Insight

Why we benchmark on custom evals, not standard leaderboards

Originally posted on X →

We benchmarked six models for a client last quarter.

The leaderboard winner was their worst performer in production.

Here is why leaderboard scores lie — and how to build evals that don’t.


The leaderboard trap

Standard benchmarks (MMLU, HumanEval, GSM8K) are useful for one thing: a rough signal of general capability.

They are useless for production decisions because:

  • They test academic tasks, not your tasks. A model that crushes MMLU may hallucinate on your specific domain.
  • They measure average, not variance. A model with a great mean and terrible tail is a production incident waiting to happen.
  • They do not test safety characteristics. Jailbreak resistance, prompt injection handling, and data leakage are invisible on leaderboards.
  • They are gamed. Training on test data is common enough to be assumed.

We use leaderboards for initial filtering. Never for final selection.


What a real eval looks like

For every client engagement, we build a custom eval suite with three layers:

Task-specific accuracy

  • Sample from actual production inputs
  • Measure exact-match, semantic similarity, or human rating depending on the task
  • Include edge cases and adversarial examples from real user behavior

Regression and safety

  • Compare against baseline models on held-out prompts
  • Red-team for jailbreaks, prompt injection, and data leakage
  • Measure refusal robustness and toxicity on domain-relevant inputs

Operational metrics

  • Latency at P50, P95, P99
  • Token cost per request
  • Failure rate and retry patterns
  • Memory usage under load

A model that is 5% less accurate but 3x cheaper and 10x more robust wins.


The open-weight advantage in evals

With open-weight models (Llama, Mistral, Qwen), you control the full stack.

  • Run the same eval on multiple checkpoints without API costs or rate limits
  • Ablate specific weights and layers to understand failure modes
  • Modify prompts, system instructions, and sampling parameters programmatically
  • Deploy your eval infrastructure alongside production, continuously

Proprietary APIs have their place. But for rigorous evaluation, open weights are unbeatable.
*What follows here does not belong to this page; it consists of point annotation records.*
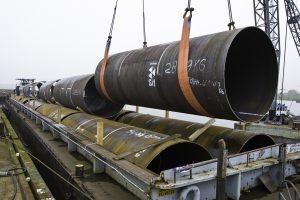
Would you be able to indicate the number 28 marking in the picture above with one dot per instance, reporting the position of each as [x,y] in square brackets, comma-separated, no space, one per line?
[199,64]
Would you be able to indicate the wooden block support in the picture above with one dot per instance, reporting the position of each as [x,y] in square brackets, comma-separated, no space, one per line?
[167,114]
[197,133]
[59,115]
[100,133]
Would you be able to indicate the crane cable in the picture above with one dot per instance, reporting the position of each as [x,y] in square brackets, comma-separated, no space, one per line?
[231,22]
[106,52]
[144,26]
[107,47]
[283,68]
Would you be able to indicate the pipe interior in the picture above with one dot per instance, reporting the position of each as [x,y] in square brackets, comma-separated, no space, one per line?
[256,142]
[251,74]
[178,155]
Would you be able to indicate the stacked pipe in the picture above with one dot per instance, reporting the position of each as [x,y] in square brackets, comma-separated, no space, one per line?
[79,92]
[237,141]
[232,75]
[120,138]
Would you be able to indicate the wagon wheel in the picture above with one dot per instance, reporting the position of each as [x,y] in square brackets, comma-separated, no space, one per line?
[289,191]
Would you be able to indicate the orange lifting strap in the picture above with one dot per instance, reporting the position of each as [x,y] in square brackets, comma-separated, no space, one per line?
[104,62]
[183,57]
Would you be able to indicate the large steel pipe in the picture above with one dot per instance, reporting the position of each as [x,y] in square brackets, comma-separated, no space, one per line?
[80,92]
[120,138]
[46,91]
[237,141]
[232,74]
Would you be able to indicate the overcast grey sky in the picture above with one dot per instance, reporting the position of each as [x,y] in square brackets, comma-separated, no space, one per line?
[50,39]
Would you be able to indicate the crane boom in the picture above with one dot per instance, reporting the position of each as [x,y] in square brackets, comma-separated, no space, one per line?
[293,20]
[266,16]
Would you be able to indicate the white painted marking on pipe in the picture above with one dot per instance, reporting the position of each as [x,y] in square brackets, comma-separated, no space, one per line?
[254,114]
[114,131]
[158,65]
[123,62]
[85,123]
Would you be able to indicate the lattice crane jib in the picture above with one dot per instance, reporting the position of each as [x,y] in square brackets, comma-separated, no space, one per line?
[293,20]
[266,16]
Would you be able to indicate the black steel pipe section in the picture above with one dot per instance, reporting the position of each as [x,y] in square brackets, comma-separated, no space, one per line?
[46,91]
[121,138]
[79,92]
[232,74]
[237,141]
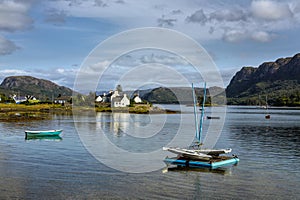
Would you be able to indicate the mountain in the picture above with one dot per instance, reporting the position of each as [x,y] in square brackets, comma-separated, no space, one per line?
[279,81]
[28,85]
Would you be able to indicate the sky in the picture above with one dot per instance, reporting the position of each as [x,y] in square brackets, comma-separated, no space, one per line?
[51,39]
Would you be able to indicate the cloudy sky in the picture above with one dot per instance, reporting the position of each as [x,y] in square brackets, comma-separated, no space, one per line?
[51,38]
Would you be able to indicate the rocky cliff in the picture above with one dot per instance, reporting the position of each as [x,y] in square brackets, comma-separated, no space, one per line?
[27,85]
[280,79]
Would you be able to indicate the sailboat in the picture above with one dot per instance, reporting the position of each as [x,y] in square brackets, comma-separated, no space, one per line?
[267,116]
[198,157]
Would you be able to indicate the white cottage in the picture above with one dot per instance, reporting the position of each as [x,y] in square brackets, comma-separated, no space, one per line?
[137,99]
[120,101]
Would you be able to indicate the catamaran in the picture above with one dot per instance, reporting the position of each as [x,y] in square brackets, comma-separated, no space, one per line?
[196,156]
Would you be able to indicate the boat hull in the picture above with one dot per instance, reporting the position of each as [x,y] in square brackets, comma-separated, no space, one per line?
[212,164]
[43,133]
[188,153]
A practical starting point

If you are not running custom evals yet, start here:

  1. Collect 100 representative real inputs from your system
  2. Define “correct” for each (exact match, human-rated, or rubric)
  3. Run them through your current model and score
  4. Run them through two alternatives
  5. Measure latency, cost, and failure rate alongside accuracy

That is already more useful than any leaderboard score.